The Cuban leader clings to the Marxist-Leninist doctrine of centralization, which U.S. experts say has resulted in a tattered economy so dependent on Soviet aid that it re-exports Soviet oil to gain hard currency.

U.S. analysts say Gorbachev, faced with his own domestic troubles, is likely to press Castro to open up his economy so Moscow can save some of the estimated $5 billion a year it sends to the Caribbean island.

They say Castro will argue against easing military aid to Nicaragua and leftist guerrillas in El Salvador.

"I believe there will be a lot of bargaining going on, perhaps even some screaming and yelling, which is characteristic of Fidel Castro's style even with the Soviet leaders of the past," says Jiri Valenta, a Soviet and Cuban expert at the University of Miami.

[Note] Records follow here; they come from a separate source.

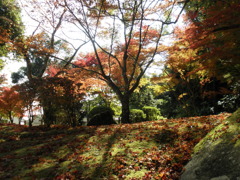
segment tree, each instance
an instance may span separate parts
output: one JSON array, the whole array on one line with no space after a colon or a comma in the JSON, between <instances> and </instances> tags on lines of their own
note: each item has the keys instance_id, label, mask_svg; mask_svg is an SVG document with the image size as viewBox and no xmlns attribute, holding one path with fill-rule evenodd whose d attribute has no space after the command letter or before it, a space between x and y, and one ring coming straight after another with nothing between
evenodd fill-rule
<instances>
[{"instance_id":1,"label":"tree","mask_svg":"<svg viewBox=\"0 0 240 180\"><path fill-rule=\"evenodd\" d=\"M13 123L14 116L23 116L23 102L15 88L2 88L0 111L9 118L11 123Z\"/></svg>"},{"instance_id":2,"label":"tree","mask_svg":"<svg viewBox=\"0 0 240 180\"><path fill-rule=\"evenodd\" d=\"M94 58L96 63L92 69L83 66L79 66L79 69L95 73L112 88L122 104L122 122L129 123L129 98L146 70L162 51L159 44L165 27L177 22L188 0L61 0L50 2L46 6L43 6L44 2L34 2L38 8L52 5L47 10L45 8L43 11L37 11L46 12L46 15L35 16L45 18L51 14L51 17L54 17L54 21L50 22L51 28L59 29L64 21L71 23L71 27L76 27L75 29L85 36L85 42L90 43L93 51L87 56ZM176 9L179 5L182 5L182 8ZM56 16L53 9L58 12ZM175 20L172 20L173 16ZM52 35L56 37L56 33ZM101 40L103 38L104 42ZM80 42L81 45L84 44ZM74 57L81 45L71 57ZM83 59L87 56L83 56ZM70 58L66 66L72 60L73 58Z\"/></svg>"},{"instance_id":3,"label":"tree","mask_svg":"<svg viewBox=\"0 0 240 180\"><path fill-rule=\"evenodd\" d=\"M169 90L162 94L162 108L172 108L171 116L229 111L223 106L227 97L239 102L239 1L191 1L185 19L187 25L175 29L176 41L168 49Z\"/></svg>"}]
</instances>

The United States hopes to profit from any Soviet-Cuban discord over aid to Nicaragua and Salvadoran guerrillas engaged in a nine-year war against the U.S.-backed government there.

But the experts believe the Bush administration will take a cautious approach toward Cuba for the present, refusing to negotiate the status of the U.S. base at Cuba's Guantanamo Bay or lift an embargo against Cuba in place since 1963.

Bilateral problems will be limited to such issues as immigration and drug trafficking, they say.

Elliott Abrams, who was Ronald Reagan's assistant secretary of state for inter-American affairs, predicts the Bush administration will raise the level of discussion on Soviet aid to Nicaragua in contacts with the Gorbachev government.

"I suspect Central America will prove to be an item of contention between the Soviets and the Cubans. A U.S.-Soviet agreement on Nicaragua could be very troublesome for Castro because what is left for his international role?"

Vice President Dan Quayle said: "Cuba is in our hemisphere and Latin America is in our backyard, and the Soviet Union continuing to finance these governments that export revolution beyond their countries is destabilizing. It is not helpful to U.S.-Soviet relations."

He says if Gorbachev wants to improve Soviet relations with the United States he should be prepared to see support for Cuba and Nicaragua eliminated.

For Castro to gain desperately needed hard currency, analysts believe he will have to encourage tourism from the United States. But they doubt Bush will lift the embargo against Cuba.

Susan Kaufman Purcell, vice president for Latin American affairs at the Americas Society research institute in New York, says she believes Gorbachev will urge Castro to improve relations with the United States out of economic necessity.

"This would be good for both Castro and Gorbachev because it would allow the maintenance of the military security relationship between the two countries," she says.

But she doubts the United States will be prepared to cooperate.